Warum die Selektion sogar gut für Menschen ist
Doch diese Filter sind unglaublich wichtig. Denn die Flut an Daten, die jeden Tag auf dich einströmt, ist riesig. Millionen an Reizen wollen deine Aufmerksamkeit, doch dein Gehirn hat keine unendliche Kapazität. Stattdessen muss es sich entscheiden, was wichtig ist und was nicht. So sind die Filter in deinem Gehirn von Bedeutung, damit du dich nicht mit überflüssigen Informationen abgeben musst und dir stattdessen Sinnvolles merkst.
Vor allem im digitalen Zeitalter, in der die Reizüberflutung alltäglich ist und das Leben recht hektisch, kommt dir die Selektion entgegen. Sie entlasten dich und helfen dir, dich besser konzentrieren zu können. Manchmal schützen sie sogar vor Problemen: Wenn du zum Beispiel schon weißt, dass eine bestimmte Stelle an einer Straße gefährlich ist, wirst du dich dort besonders auf den Gegenverkehr fokussieren und einem Unfall entgehen.
Selektive Wahrnehmung bestätigt, was wir schon wissen
Die selektive Wahrnehmung basiert auf deiner Fähigkeit, Muster zu erkennen, beziehungsweise auf der konstanten unterbewussten Suche nach Mustern. Sie helfen deinem Gehirn, neue Informationen in dein Archiv einzuordnen. So sind sie überhaupt erst in der Lage, mit den verschiedenen Reizen umzugehen und sie zu verstehen.
Doch dabei gibt es eine große Gefahr. Durch die Einordnung in die bereits vorhandenen Informationen bestätigen dir deine neuen Erkenntnisse bloß die Urteile, die du ohnehin schon gefällt hast. Falsche Konzepte überprüfst du nicht mehr, Vorurteile werden nur gefüttert. So wird jemand, der Jugendliche als faul und unhöflich betrachtet, vollkommen ignorieren, wenn ein Teenager einer alten Frau seinen Sitzplatz überlässt.
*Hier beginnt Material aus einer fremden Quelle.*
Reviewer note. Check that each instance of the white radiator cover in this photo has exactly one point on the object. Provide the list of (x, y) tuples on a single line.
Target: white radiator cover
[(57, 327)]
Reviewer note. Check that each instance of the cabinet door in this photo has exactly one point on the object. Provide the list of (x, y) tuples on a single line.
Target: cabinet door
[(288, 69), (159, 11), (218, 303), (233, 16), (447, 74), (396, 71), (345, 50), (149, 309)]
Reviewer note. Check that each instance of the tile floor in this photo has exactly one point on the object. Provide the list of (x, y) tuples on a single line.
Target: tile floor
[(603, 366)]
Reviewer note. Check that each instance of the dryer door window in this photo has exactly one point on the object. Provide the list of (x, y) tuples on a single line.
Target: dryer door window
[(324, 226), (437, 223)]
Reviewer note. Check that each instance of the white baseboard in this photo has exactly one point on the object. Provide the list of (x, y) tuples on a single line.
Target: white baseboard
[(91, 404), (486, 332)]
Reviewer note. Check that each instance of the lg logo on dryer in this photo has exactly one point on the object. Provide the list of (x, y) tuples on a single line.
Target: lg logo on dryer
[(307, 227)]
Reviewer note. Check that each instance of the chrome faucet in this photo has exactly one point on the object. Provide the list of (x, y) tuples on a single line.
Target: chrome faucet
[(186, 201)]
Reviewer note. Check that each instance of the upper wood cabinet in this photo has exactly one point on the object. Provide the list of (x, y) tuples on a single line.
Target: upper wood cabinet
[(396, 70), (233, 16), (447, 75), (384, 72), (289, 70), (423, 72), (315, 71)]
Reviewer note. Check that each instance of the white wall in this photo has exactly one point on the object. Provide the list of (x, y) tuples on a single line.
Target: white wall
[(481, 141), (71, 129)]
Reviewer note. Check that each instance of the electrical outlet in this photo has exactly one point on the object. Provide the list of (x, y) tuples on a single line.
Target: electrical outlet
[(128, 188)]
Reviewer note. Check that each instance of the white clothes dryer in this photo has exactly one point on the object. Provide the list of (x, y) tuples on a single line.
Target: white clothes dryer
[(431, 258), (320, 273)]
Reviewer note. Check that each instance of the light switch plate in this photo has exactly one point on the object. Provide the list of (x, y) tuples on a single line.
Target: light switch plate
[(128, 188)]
Das ist das größte Problem mit der selektiven Wahrnehmung: Wir konzentrieren uns nur auf das, was wir sehen und hören wollen. Neue Erfahrungen, die gebildeten Urteilen widersprechen, interpretierst du einfach um, bis sie zu deiner eigenen Meinung passen. Auch wenn du Freunde und Familie um Rat fragst, machst du das Gleiche mit ihren Aussagen. Es ist also recht schwer, von dem abzulassen, was man erwartet hat.
Ein Beispiel: Der Gorilla-Effekt
Eine Studie von US-Wissenschaftlern zeigt, dass die meisten Menschen nur das sehen, was sie auch erwartet haben. In einem Video von Ballspielern sollten Versuchsteilnehmer zählen, wie oft die Spieler sich den Ball zupassen. Dabei hatten die meisten Menschen kein Problem damit, die Pässe zu zählen. Sie haben dafür aber den Gorilla ignoriert.
Denn ein als Affe verkleideter Mensch lief ganze neun Sekunden durchs Bild! Weil sich alle nur auf den Ball konzentrierten, fiel er ihnen nicht auf. In einem zweiten Video konnte natürlich jeder den Gorilla sehen, denn es war zu erwarten. Dafür ist den Probanden aber entgangen, dass sich im zweiten Video der Hintergrund verfärbte und ein Spieler einfach verschwand. Schließlich haben sie sich darauf nicht konzentriert.
Wie kann ich der selektiven Wahrnehmung entgehen?
Es gibt nur eine Chance, die selektive Wahrnehmung ein wenig abzumildern: Selbstreflexion und kritisches Hinterfragen. Wichtig ist jedoch zu wissen, dass das regelmäßige Infragestellen deiner Wahrnehmung ein nettes Experiment ist, in der Realität aber selten gut ankommt. Wenn du dich ständig fragst, ob das von dir Gesehene und Gehörte auch die Wahrheit ist, wirst du dich verkopfen und vielleicht sogar Dinge problematisieren, die gar nicht kompliziert sind.
Stattdessen ist schon das Wissen um den Fakt, dass du immer subjektiv statt objektiv bist, eine große Hilfe für dich und du kannst deine Hochsensibilität viel besser annehmen. Du hast den ersten Schritt gemacht, indem du diesen Artikel gelesen hast. Jetzt kannst du dich für eine erweiterte Wahrnehmung öffnen.
Beobachte dein eigenes Verhalten und frage dich, welches persönliche Muster du gerade anwendest. So wirst du dir deiner Filter bewusst und begreifst, woher sie kommen. Betrachte Statistiken und rationale Fakten und frage deine Mitmenschen, was sie sehen. Du kannst so nicht nur die anderen besser verstehen, sondern vor allem dich selbst.